Aira ragu sejenak, tapi kemudian menjawab pelan, "Ke tempat kerja seseorang... aku cuma ingin tahu kabarnya."
"Baik. Kita berangkat."
"Bismillaahirrahmanirrahim..."
Aira dan Zayyan akhirnya kembali ke kota dalam waktu satu jam. Aira memberi petunjuk tempat yang ingin dia kunjungi. "Kak... aku ingin ke percetakan pojok jalan itu." tunjuknya.
Zayyan menoleh sekilas sambil tetap fokus menyetir. "Oke. Kamu habis pesen sesuatu di sana?"
Aira canggung, "A-a-anu... iya, dikit."
Zayyan hanya mengangguk tanpa curiga.
Namun diam-diam, detak jantung Aira mulai berdegup tak karuan.
Saat mereka mulai mendekati percetakan kecil di sudut jalan itu, mata Aira tak sengaja menoleh ke arah sebuah kafe terbuka yang berdiri tak jauh dari sana. Di deretan meja luar yang dihiasi pot-pot bunga kecil, ia melihat seseorang yang sangat ia kenal.
Harry...
Dan... bukan sendiri.
Pria itu sedang duduk bersama seorang perempuan. Tapi bukan sekadar perempuan biasa. Wanita itu tampak lebih dewasa, mengenakan dress ketat dan rendah. Menonjolkan hampir seluruh lekuk tubuhnya tanpa malu. Jemari lentiknya menyentuh lengan Harry dengan manja, dan senyum mereka begitu akrab.

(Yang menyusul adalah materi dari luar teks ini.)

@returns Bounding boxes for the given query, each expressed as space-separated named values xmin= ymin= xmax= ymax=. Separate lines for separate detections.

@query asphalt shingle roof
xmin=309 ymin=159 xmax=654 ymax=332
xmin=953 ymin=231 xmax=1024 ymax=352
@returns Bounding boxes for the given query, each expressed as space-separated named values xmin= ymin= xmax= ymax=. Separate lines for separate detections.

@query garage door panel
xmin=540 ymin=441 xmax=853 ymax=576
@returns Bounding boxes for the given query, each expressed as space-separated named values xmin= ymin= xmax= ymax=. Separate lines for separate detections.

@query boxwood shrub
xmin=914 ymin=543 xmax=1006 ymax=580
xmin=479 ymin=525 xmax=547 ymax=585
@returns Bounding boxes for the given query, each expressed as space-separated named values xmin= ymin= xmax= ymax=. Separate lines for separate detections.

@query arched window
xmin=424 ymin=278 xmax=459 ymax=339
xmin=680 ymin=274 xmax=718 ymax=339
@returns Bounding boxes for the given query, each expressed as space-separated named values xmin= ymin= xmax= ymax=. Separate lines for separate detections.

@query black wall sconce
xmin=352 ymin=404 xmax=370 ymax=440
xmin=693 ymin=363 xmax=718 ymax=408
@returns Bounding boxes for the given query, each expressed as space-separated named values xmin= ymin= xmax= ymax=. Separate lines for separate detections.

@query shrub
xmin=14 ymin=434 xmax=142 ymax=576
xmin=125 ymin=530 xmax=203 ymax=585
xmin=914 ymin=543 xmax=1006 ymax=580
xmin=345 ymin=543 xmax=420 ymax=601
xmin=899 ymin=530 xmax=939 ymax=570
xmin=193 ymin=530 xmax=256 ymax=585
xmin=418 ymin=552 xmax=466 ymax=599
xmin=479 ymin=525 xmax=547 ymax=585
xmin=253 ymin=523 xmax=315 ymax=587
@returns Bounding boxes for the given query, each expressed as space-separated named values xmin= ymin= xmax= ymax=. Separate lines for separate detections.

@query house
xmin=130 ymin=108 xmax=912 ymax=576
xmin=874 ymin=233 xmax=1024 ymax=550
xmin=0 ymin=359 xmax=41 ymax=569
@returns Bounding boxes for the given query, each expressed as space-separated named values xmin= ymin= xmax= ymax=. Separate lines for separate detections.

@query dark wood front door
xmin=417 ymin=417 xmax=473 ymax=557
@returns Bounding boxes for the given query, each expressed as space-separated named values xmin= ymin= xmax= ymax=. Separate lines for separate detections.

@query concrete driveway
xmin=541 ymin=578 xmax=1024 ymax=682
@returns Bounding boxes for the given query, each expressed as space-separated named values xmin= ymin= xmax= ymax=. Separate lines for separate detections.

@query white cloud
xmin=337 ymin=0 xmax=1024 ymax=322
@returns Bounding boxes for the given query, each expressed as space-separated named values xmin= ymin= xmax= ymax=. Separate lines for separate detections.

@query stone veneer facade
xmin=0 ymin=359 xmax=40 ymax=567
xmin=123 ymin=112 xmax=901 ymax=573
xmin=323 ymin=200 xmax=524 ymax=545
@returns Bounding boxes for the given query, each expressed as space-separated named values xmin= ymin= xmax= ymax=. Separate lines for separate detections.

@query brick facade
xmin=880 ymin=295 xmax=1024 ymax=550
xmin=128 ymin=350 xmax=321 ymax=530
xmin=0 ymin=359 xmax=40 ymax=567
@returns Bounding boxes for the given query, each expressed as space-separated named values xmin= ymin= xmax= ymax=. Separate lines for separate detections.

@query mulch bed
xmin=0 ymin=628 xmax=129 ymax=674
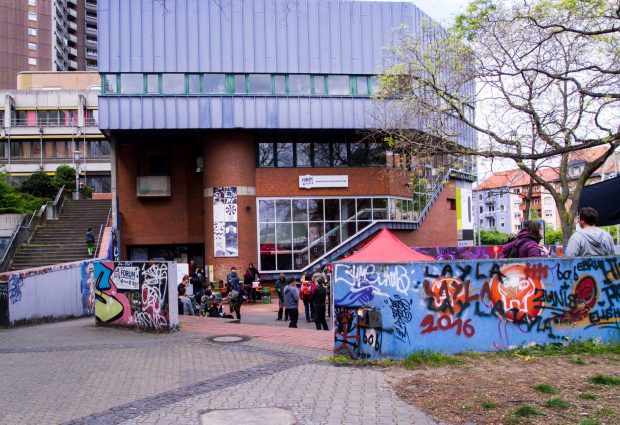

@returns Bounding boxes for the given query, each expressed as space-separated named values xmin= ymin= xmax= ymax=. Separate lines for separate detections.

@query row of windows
xmin=101 ymin=73 xmax=377 ymax=97
xmin=0 ymin=140 xmax=111 ymax=159
xmin=257 ymin=141 xmax=386 ymax=168
xmin=258 ymin=197 xmax=417 ymax=271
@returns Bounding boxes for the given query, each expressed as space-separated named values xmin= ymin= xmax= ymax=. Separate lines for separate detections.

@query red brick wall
xmin=394 ymin=181 xmax=457 ymax=246
xmin=203 ymin=133 xmax=258 ymax=280
xmin=118 ymin=142 xmax=204 ymax=258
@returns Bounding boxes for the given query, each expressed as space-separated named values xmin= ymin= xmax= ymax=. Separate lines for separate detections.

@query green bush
xmin=21 ymin=171 xmax=57 ymax=199
xmin=54 ymin=165 xmax=75 ymax=192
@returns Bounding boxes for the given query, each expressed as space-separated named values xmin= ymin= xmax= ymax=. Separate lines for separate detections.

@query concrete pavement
xmin=0 ymin=306 xmax=446 ymax=425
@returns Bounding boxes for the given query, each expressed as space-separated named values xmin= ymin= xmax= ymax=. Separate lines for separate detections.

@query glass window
xmin=103 ymin=74 xmax=118 ymax=93
xmin=121 ymin=74 xmax=144 ymax=94
xmin=249 ymin=74 xmax=271 ymax=94
xmin=295 ymin=143 xmax=312 ymax=167
xmin=332 ymin=143 xmax=348 ymax=167
xmin=340 ymin=198 xmax=355 ymax=221
xmin=276 ymin=143 xmax=295 ymax=167
xmin=314 ymin=75 xmax=325 ymax=96
xmin=258 ymin=143 xmax=275 ymax=167
xmin=349 ymin=142 xmax=368 ymax=165
xmin=162 ymin=74 xmax=185 ymax=94
xmin=308 ymin=199 xmax=324 ymax=221
xmin=288 ymin=75 xmax=310 ymax=95
xmin=187 ymin=74 xmax=200 ymax=94
xmin=308 ymin=222 xmax=325 ymax=263
xmin=325 ymin=199 xmax=340 ymax=221
xmin=258 ymin=200 xmax=276 ymax=223
xmin=357 ymin=198 xmax=372 ymax=220
xmin=273 ymin=75 xmax=286 ymax=95
xmin=276 ymin=199 xmax=291 ymax=223
xmin=327 ymin=75 xmax=351 ymax=96
xmin=146 ymin=74 xmax=159 ymax=94
xmin=372 ymin=198 xmax=388 ymax=220
xmin=293 ymin=223 xmax=310 ymax=270
xmin=355 ymin=76 xmax=368 ymax=96
xmin=314 ymin=143 xmax=332 ymax=167
xmin=202 ymin=74 xmax=226 ymax=94
xmin=293 ymin=199 xmax=308 ymax=221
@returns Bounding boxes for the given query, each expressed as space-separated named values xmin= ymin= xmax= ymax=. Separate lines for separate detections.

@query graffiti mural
xmin=334 ymin=257 xmax=620 ymax=358
xmin=93 ymin=261 xmax=177 ymax=331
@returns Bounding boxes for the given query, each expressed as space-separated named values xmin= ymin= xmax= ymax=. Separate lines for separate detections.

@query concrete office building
xmin=0 ymin=72 xmax=111 ymax=193
xmin=0 ymin=0 xmax=97 ymax=90
xmin=99 ymin=0 xmax=476 ymax=279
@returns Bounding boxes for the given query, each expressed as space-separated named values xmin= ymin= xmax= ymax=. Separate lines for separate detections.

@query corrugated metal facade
xmin=98 ymin=0 xmax=474 ymax=143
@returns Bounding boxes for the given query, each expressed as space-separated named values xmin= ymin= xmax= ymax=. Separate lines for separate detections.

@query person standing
xmin=226 ymin=266 xmax=243 ymax=320
xmin=284 ymin=277 xmax=299 ymax=328
xmin=275 ymin=273 xmax=288 ymax=320
xmin=312 ymin=277 xmax=329 ymax=331
xmin=86 ymin=227 xmax=95 ymax=256
xmin=564 ymin=207 xmax=615 ymax=257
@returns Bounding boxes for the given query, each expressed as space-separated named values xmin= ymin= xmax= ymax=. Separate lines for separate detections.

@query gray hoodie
xmin=564 ymin=226 xmax=615 ymax=257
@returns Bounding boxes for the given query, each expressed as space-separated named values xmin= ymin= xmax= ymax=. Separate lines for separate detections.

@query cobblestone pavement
xmin=0 ymin=319 xmax=440 ymax=425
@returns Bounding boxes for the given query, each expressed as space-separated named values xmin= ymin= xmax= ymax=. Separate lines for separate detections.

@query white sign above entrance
xmin=299 ymin=175 xmax=349 ymax=189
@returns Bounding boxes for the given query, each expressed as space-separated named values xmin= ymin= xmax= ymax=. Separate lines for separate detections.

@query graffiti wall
xmin=93 ymin=261 xmax=178 ymax=331
xmin=334 ymin=257 xmax=620 ymax=358
xmin=0 ymin=262 xmax=93 ymax=325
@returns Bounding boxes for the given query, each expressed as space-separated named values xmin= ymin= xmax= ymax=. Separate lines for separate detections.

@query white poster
xmin=112 ymin=266 xmax=140 ymax=290
xmin=213 ymin=186 xmax=239 ymax=257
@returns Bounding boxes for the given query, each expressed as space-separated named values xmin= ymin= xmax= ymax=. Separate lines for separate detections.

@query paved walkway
xmin=0 ymin=307 xmax=434 ymax=425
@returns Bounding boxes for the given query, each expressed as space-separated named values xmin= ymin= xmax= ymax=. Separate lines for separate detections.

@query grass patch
xmin=481 ymin=401 xmax=497 ymax=409
xmin=532 ymin=384 xmax=558 ymax=394
xmin=497 ymin=339 xmax=620 ymax=356
xmin=545 ymin=398 xmax=571 ymax=409
xmin=403 ymin=350 xmax=463 ymax=369
xmin=579 ymin=391 xmax=598 ymax=400
xmin=510 ymin=404 xmax=540 ymax=418
xmin=590 ymin=375 xmax=620 ymax=386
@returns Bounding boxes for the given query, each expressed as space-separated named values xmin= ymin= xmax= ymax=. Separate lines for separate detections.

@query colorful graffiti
xmin=334 ymin=257 xmax=620 ymax=358
xmin=93 ymin=261 xmax=175 ymax=331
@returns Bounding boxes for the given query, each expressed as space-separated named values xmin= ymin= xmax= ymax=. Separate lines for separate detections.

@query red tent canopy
xmin=341 ymin=228 xmax=434 ymax=263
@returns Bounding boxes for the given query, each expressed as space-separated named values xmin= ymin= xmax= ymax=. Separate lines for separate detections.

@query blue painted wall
xmin=334 ymin=257 xmax=620 ymax=358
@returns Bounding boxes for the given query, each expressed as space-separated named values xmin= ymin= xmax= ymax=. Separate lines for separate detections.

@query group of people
xmin=275 ymin=269 xmax=330 ymax=331
xmin=501 ymin=207 xmax=615 ymax=258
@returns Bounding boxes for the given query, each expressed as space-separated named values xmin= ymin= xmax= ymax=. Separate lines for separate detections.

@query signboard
xmin=112 ymin=266 xmax=140 ymax=290
xmin=299 ymin=175 xmax=349 ymax=189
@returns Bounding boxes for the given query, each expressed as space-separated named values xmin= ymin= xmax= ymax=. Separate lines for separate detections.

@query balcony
xmin=136 ymin=176 xmax=172 ymax=198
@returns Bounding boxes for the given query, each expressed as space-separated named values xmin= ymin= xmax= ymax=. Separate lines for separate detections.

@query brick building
xmin=99 ymin=0 xmax=476 ymax=279
xmin=0 ymin=0 xmax=97 ymax=90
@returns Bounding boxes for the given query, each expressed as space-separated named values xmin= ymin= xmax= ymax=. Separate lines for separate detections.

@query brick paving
xmin=0 ymin=305 xmax=434 ymax=425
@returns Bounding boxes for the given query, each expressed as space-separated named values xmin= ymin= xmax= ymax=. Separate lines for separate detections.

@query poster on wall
xmin=213 ymin=186 xmax=239 ymax=257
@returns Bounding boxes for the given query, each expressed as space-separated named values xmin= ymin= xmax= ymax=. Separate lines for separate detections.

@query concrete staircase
xmin=10 ymin=199 xmax=112 ymax=270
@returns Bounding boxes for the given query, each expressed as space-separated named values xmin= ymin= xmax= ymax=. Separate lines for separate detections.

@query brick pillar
xmin=203 ymin=133 xmax=258 ymax=281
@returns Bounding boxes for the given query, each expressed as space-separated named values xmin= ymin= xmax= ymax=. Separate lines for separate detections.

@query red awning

Aira spontan menahan nafas. Matanya membelalak. "Harry? Itu... dia sama siapa?" Hatinya menegang.
Zayyan berhasil menemukan tempat parkir yang aman dan mematikan mesin. Baru ia melepaskan sabuk pengamannya.
Namun, Aira tiba-tiba membuka pintu dan keluar dari mobil dengan cepat.
"Aira!" seru Zayyan.
Aira melangkah cepat menuju arah kafe, mendekat pada meja yang kini hanya berjarak beberapa meter darinya. Matanya tak bisa berhenti menatap. Ada luka, ada amarah, dan ada tanda tanya besar dalam benaknya.
"Harry!" Sapa Aira, lebih tepatnya langsung membentak. "Apa yang kamu lakuin disini? Siapa perempuan ini?!"
"Aira?" Harry tercengang hebat, berdiri menegang sampai kursinya terjatuh. "Aira, kok kamu bisa ada disini?!" Alih-alihnya.
"Itu nggak penting!" Bantah Aira, "Siapa cewek ini?!" Aira melihat amplop coklat tebal yang terlipat. "Dan benda apa itu? Apa itu uang?!"